Commentary

Obama: World Economic Collapse Averted

I’m not sure how many people saw this tidbit from the Associated Press reported from the G-8 economic summit in Italy, but I think it says a lot about the nature of President Obama’s style leadership: truth is politics, and politics is truth. President Obama implied that the world has avoided an economic collapse because of sustained stimulus spending, yet in the U.S. hardly any of the stimulus spending has actually worked its way through the economy.

L’AQUILA, Italy — Lasting worldwide recovery “is still a ways off,” President Barack Obama declared Friday, but he also said at the conclusion of a global summit that a disastrous economic collapse apparently has been averted.

Obama said world leaders had taken significant measures to address economic, environmental and global security issues.

“Reckless actions by a few have fueled a recession that spans the globe,” Obama said of the meltdown that began in the United States with a tumble in housing prices and drastic slowing of business lending. The downturn now threatens superpowers and emerging nations alike.

Obama urged national leaders to unite behind a global recovery plan that includes stricter financial regulation and sustained stimulus spending.

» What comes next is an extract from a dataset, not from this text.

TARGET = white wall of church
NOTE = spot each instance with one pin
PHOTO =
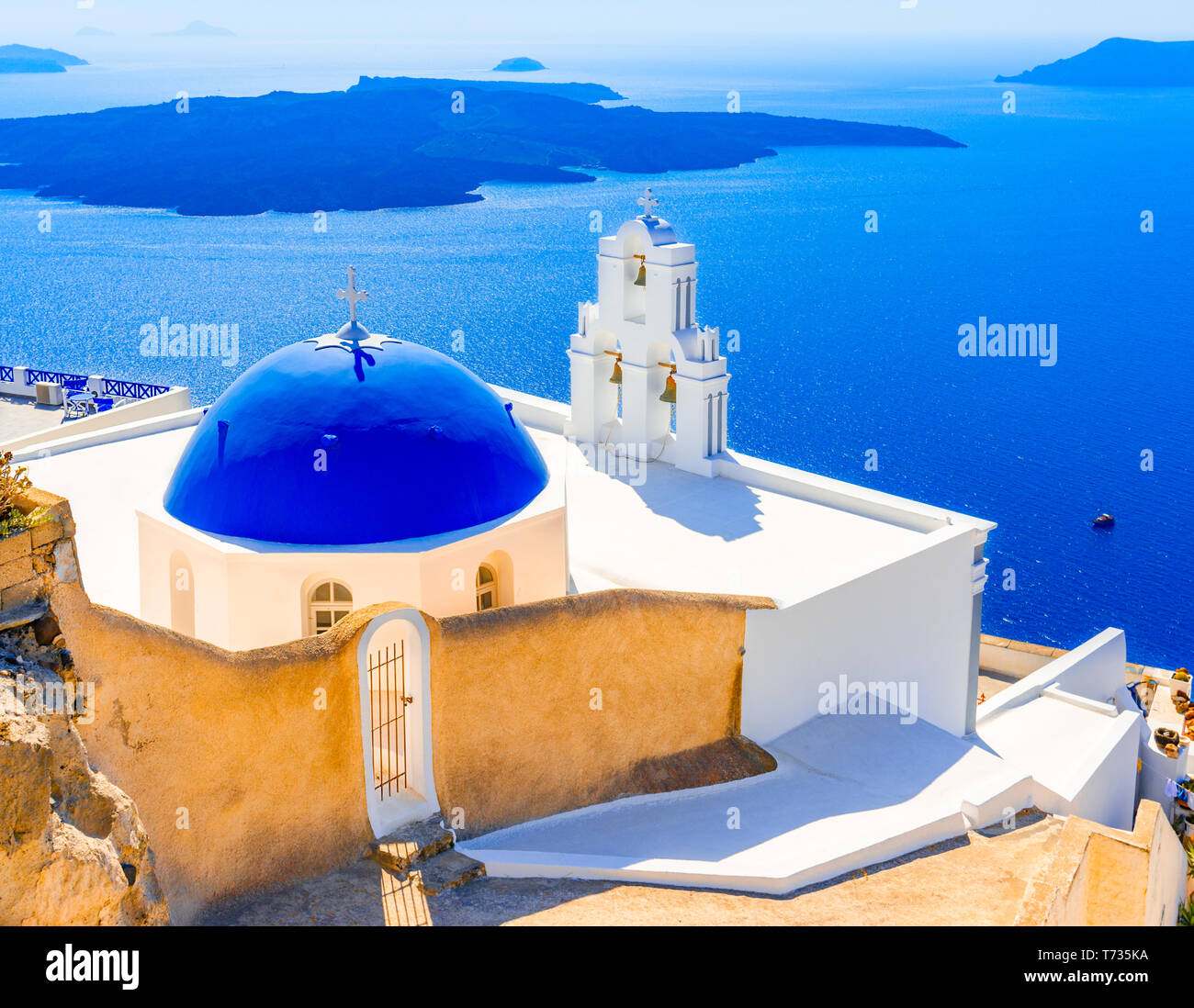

Of course, pinning blame on a a few is a common tactic of mass politics. It’s easier to demonize a small minority and motivate the masses toward a populist cause than project a nuanced understanding of a complex problem. It’s easier to pin the blame on those that crafted the mortgage-backed securities that obscured risky mortgages than spread the it to all those with a hand in the housing bubble, including Congressmen and former presidents who encouraged the lax lending standards to begin with.

But more audacious is the President’s claim that sustained stimulus spending (and tighter financial regulation) are the keys to averting economic collapse. In the U.S., just $56 billion of the $787 billion stimulus has been spent, and most of it won’t circulate through the economy until 2010 and 2011. See my comments on Ed Lazear’s analysis as well as Reason Foundation’s work on the stimulus here.